Każdemu z nas od czasu do czasu zdarzają się niepokojące sny, z których gwałtownie się wybudzamy. Koszmary nocne mogą być wywołane stresem, stanami lękowymi, słabą jakością i brakiem snu, a nawet rozwojem groźnej choroby.
W jednym z badań naukowych stwierdzono, że nieprzyjemne sny u pacjentów z Parkinsonem są związane z pogorszeniem się zdolności poznawczych i większym ryzykiem wystąpienia demencji w późniejszych latach.
Dr Abidmi Otaiku z University of Birmingham postanowił sprawdzić, czy taka sama zależność dotyczy zdrowych osób. Wziął pod lupę wyniki trzech wcześniejszych badań, podczas których przez kilka lat uczestnicy wypełniali kwestionariusze dotyczące jakości snu i byli oceniani pod kątem sprawności umysłowej.
Naukowiec przeanalizował dane 2600 osób w wieku 79 lat i starszych oraz 600 osób będących w przedziale wiekowym 35-64 lat. U żadnego z uczestników na początku wcześniejszych badań nie zdiagnozowano demencji. Celem analizy przeprowadzonej przy użyciu oprogramowania statystycznego, było sprawdzenie, czy u osób skarżących się na niepokojące sny, pojawiały się zaburzenia funkcji poznawczych i objawy mogące świadczyć o demencji.

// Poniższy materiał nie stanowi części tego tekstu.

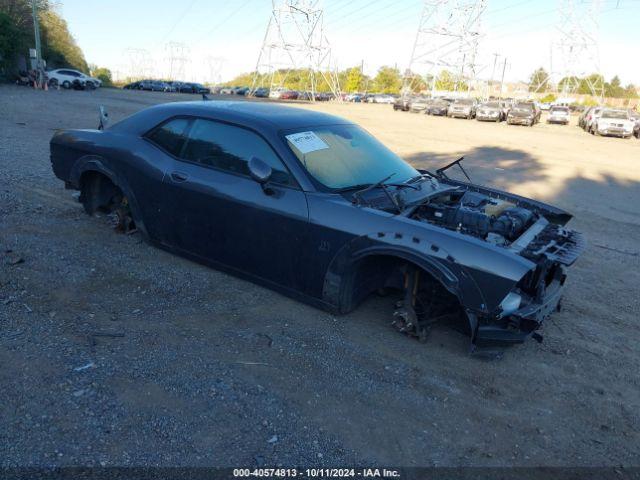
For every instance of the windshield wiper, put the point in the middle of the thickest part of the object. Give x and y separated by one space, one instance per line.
357 195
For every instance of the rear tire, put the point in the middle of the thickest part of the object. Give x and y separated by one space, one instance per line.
99 194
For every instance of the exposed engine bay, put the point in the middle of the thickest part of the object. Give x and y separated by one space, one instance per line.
496 221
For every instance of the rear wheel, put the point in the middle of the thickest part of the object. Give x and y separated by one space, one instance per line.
99 194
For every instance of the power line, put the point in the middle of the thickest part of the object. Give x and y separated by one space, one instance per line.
177 22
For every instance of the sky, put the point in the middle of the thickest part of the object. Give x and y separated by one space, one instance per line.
223 37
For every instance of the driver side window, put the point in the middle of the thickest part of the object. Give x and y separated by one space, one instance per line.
229 148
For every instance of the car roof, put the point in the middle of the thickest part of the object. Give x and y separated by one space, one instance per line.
270 116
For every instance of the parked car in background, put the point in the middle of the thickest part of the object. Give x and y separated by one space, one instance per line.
462 108
490 112
289 95
261 92
402 103
354 97
132 86
558 114
635 116
438 107
523 113
324 96
582 118
277 92
419 105
616 123
192 87
591 118
387 99
66 76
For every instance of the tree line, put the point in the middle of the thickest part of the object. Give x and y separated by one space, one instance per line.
540 82
58 46
351 80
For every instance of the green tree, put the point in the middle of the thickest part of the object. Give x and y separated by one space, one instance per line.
355 81
387 80
614 88
12 42
59 47
630 91
416 83
592 84
539 81
446 81
102 74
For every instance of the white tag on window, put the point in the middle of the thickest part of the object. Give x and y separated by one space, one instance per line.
306 142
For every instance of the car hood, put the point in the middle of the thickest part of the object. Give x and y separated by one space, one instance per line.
521 113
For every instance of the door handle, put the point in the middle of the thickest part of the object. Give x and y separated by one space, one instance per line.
179 176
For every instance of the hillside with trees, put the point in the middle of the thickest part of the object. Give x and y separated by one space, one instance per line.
59 48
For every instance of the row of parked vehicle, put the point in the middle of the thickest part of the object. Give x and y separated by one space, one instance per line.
171 86
595 120
277 93
610 122
514 113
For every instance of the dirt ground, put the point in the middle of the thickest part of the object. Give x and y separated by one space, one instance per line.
113 352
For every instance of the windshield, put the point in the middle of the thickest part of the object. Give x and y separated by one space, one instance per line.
615 114
340 156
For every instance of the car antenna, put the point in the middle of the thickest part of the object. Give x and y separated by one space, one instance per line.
104 118
440 172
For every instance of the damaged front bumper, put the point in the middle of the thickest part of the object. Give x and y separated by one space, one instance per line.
523 323
555 248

Okazało się, że osoby w średnim wieku, u których przynajmniej raz w tygodniu pojawiały się koszmarne sny, były czterokrotnie bardziej narażone na pogorszenie funkcji poznawczych, w porównaniu z tymi, którzy rzadziej doświadczali koszmarów. Z kolei starsi uczestnicy eksperymentu często zgłaszający niepokojące sny byli dwa razy bardziej narażeni na pojawienie się demencji w późniejszych latach. Zdaniem dr Otaiku, neurodegeneracja, zachodząca w prawym płacie czołowym mózgu utrudnia kontrolę nad emocjami w czasie nocnego odpoczynku, przez co pojawiają się koszmary.
Czytaj też: Oto 5 objawów raka wątroby. Nie bagatelizuj
Wiemy, że choroby neurodegeneracyjne, takie jak parkinsonizm i choroba Alzheimera, często zaczynają się wiele lat przed zdiagnozowaniem. U niektórych osób, które już cierpią na chorobę podstawową, złe sny i koszmary mogą być jednym z najwcześniejszych objawów – stwierdził autor badań.